The Cluck Compiler
A C compiler implemented with Haskell and LLVM for my Computer Science NEA - my most ambitious project to date.
Overview
In this project, I created a functional implementation of the C programming language.
Compilers are crucial tools in programming as they enable high-level code to be translated into low-level machine code that computers can execute. C is one of the most widely used and influential programming languages, conceptualised over 50 years ago in the early age of compilers. C’s high performance and close relationship with system-level operations makes it a popular choice for performance-critical applications.

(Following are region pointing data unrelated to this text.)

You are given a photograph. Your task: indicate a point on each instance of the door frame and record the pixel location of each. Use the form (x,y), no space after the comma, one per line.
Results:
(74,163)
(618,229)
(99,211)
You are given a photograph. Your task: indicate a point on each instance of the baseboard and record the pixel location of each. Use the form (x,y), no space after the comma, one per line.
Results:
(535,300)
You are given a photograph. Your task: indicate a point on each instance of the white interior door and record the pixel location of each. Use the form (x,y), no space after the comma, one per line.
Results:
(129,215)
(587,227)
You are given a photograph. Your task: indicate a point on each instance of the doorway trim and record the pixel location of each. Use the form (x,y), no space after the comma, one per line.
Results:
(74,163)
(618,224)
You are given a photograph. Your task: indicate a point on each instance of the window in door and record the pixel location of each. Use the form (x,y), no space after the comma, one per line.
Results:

This project focused on creating a custom C compiler compatible with a subset of C, concentrating on core language features such as basic types, arithmetic expressions, loops and conditional statements. By limiting the features of my subset, the compiler remained focused and feasible within the constraints of the project timeline while still addressing the essential principles of compiler development such as lexical analysis, parsing, semantic analysis and code generation.

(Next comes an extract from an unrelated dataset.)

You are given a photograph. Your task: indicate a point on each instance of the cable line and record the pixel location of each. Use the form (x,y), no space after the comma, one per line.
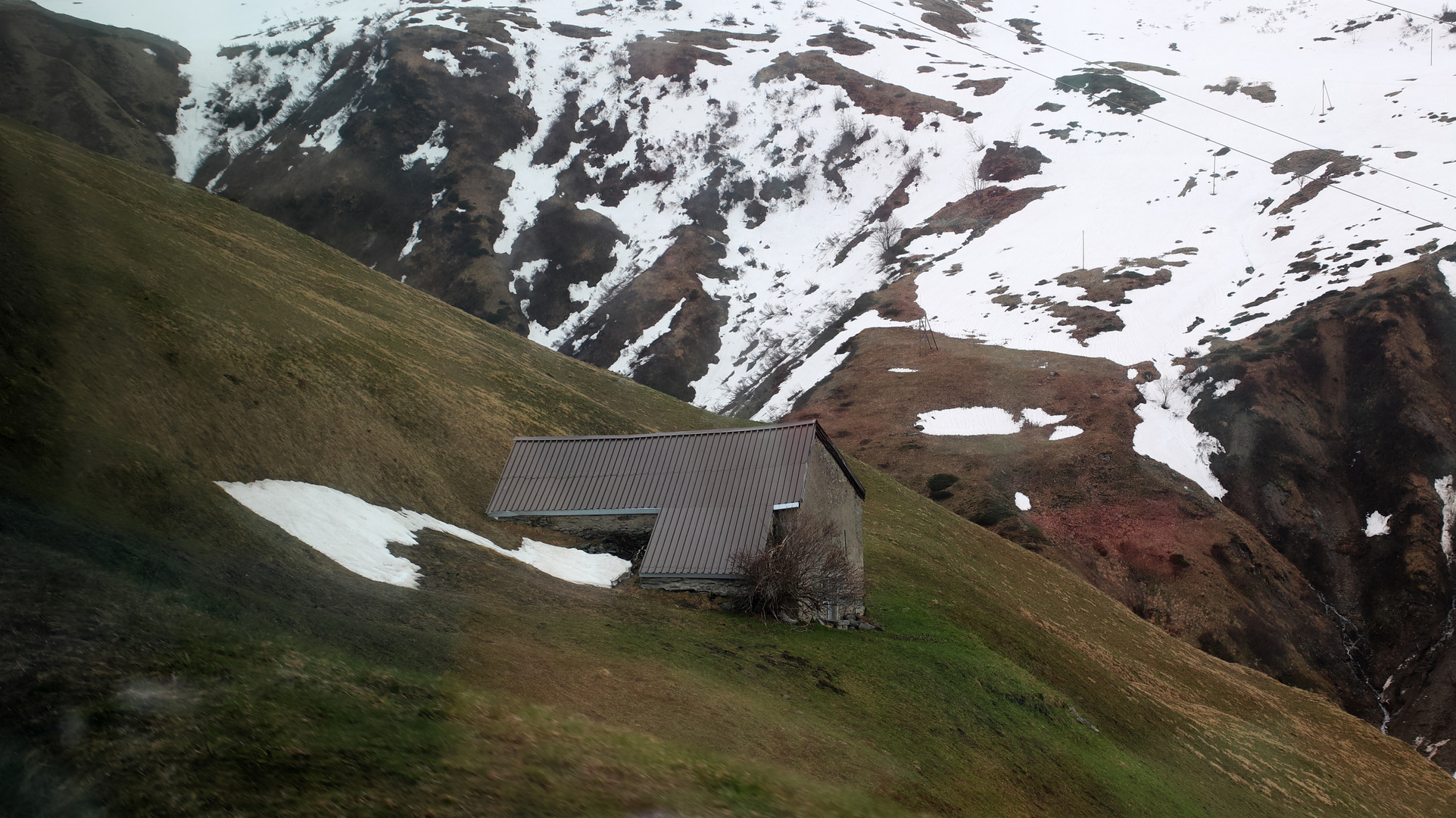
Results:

The use of LLVM IR as the target output format enabled compatibility with a variety of different platforms and architectures while providing various optimisations to make programs more efficient.

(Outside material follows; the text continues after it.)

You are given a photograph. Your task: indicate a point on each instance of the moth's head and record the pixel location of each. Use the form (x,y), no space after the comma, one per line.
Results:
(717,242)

I used Haskell as the implementation language due to its functional paradigm and algebraic data types, enabling me to easily represent different intermediate representations of the program as it passes through the various stages of compilation.
I worked closely with my third-party to ensure that my compiler met the project objectives and aligns with the needs of potential end users, incorporating their feedback throughout the development process. Through this project, I gained a deeper understanding of compilers and programming language theory, subsequently developing my skills in research, planning and software engineering.
Features
The below program which implements the sieve of Eratosthenes algorithm showcases some of the compiler’s features.
int main() { // functions
int N; // variables
printf("Enter N: "); // output
scanf("%d", &N); // input
if (N < 2) { // if statements, infix binary expressions
printf("N must be greater than 1\n"); // return statements
return 1;
}
bool *A = (bool *)malloc(N * sizeof(bool)); // pointers, heap allocation, type casts
int i;
int max = (int)sqrt((float)N);
for (i = 2; i <= max; i++) {
if (!A[i]) { // for loops, array indexing
int j = i * i;
while (j <= N) {
A[j] = true; // while loops
j = j + i;
}
}
}
for (i = 2; i < N; i++) {
if (!A[i]) {
printf("%d ", i);
}
}
printf("\n");
free(A);
return 0;
}
~/cluck$ ./cluck examples/primes.c
~/cluck$ ./primes
Enter N: 1000
2 3 5 7 11 13 17 19 23 29 31 37 41 43 47 53 59 61 67 71 73 79 83 89 97 101 103 107 109 113 127 131 137 139 149 151 157 163 167 173 179 181 191 193 197 199 211 223 227 229 233 239 241 251 257 263 269 271 277 281 283 293 307 311 313 317 331 337 347 349 353 359 367 373 379 383 389 397 401 409 419 421 431 433 439 443 449 457 461 463 467 479 487 491 499 503 509 521 523 541 547 557 563 569 571 577 587 593 599 601 607 613 617 619 631 641 643 647 653 659 661 673 677 683 691 701 709 719 727 733 739 743 751 757 761 769 773 787 797 809 811 821 823 827 829 839 853 857 859 863 877 881 883 887 907 911 919 929 937 941 947 953 967 971 977 983 991 997
Source code
The full source code alongside prebuilt Linux binaries can be found on the GitHub repository.
Included in the repository is a list of example programs designed to showcase the compiler features.